Riguardo all'approccio apatico dei media alla sua storia, immediatamente dopo l'11/9 Rodriguez ha detto che alcuni quotidiani la raccolsero me le sue parole non vennero mai prese sul serio e rapidamente dimenticate.

"Durante le udienze sull'11/9, la NBC portò una troupe a casa mia e passarono tutto il giorno a registrare su nastro la mia storia ma non ne trasmisero mai una parola", ha detto Rodriguez. "Da allora, alcuni giornalisti e commentatori mi hanno sottilmente consigliato di stare zitto, mi hanno detto che la mia vita potrebbe essere in pericolo e mi hanno avvertito che veramente non comprendevo con chi avessi a che fare.

"Da anni ricevo questo tipo di sottili molestie, ma continuo a raccontare a tutti che non posso essere intimidito perché ho una missione. Ogni qualvolta qualcuno mi domanda perché continuo a parlare o mi avverte che potrei essere assassinato, dico loro solamente che non ho nulla da perdere.

"Dico loro che ho perduto 200 amici ed ora sono la loro voce. Dico loro che farò tutto quanto in mio potere per scoprire la verità dal momento che vivo su tempo preso a prestito poiché probabilmente dovrei essere morto in ogni caso".

A parte tentare di raccontare la sua esplosiva storia, Rodriguez è stato attivo nel raccogliere denaro per le vittime dell'11/9, essendo coinvolto in gruppi di beneficenza che hanno raccolto più di 122 milioni di dollari. Dice di avere usato più di 60.000 dollari del suo denaro, a suo tempo messo da parte per l'acquisto di una nuova casa, per arrivare alla verità dietro l'11/9.

Cercando giustizia anche ai più alti livelli, Rodriguez è il principale querelante in una causa federale RICO presentata contro il Presidente Bush ed altri, asserendo una cospirazione per commettere assassinio ed altri crimini risultanti nella morte di più di 3.000 persone al WTC.

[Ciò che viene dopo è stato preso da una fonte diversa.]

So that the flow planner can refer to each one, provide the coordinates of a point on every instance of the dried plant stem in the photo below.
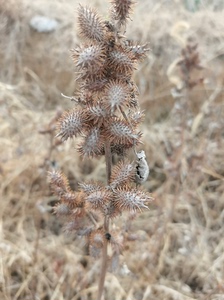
(104, 262)
(108, 158)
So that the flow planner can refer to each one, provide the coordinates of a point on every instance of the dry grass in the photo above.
(174, 251)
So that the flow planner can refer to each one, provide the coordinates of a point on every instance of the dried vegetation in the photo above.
(173, 251)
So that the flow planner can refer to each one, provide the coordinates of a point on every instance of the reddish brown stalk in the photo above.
(103, 271)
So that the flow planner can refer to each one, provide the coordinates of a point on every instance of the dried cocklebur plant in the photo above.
(106, 115)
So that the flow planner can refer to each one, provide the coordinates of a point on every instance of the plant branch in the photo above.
(103, 271)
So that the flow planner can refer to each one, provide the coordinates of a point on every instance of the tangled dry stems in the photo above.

Il caso, trasmesso lo scorso novembre ad un tribunale distrettuale federale di Filadelfia, è stato spostato recentemente a New York, per un cambio di sede dopo che una richiesta di annullamento governativa è stata respinta, permettendo che l'esibizione legale continui.

"Persino se il caso non dovesse andare avanti, sento che abbiamo segnato una vittoria vincendo questa prima battaglia", ha detto Rodriguez. "Almeno il giudice sembra disposto ad ascoltare, il che è una specie di vittoria. Comunque, spero sinceramente che alla fine potremo portare il caso fino in fondo al processo e rivelare al popolo americano la verità sull'11/9".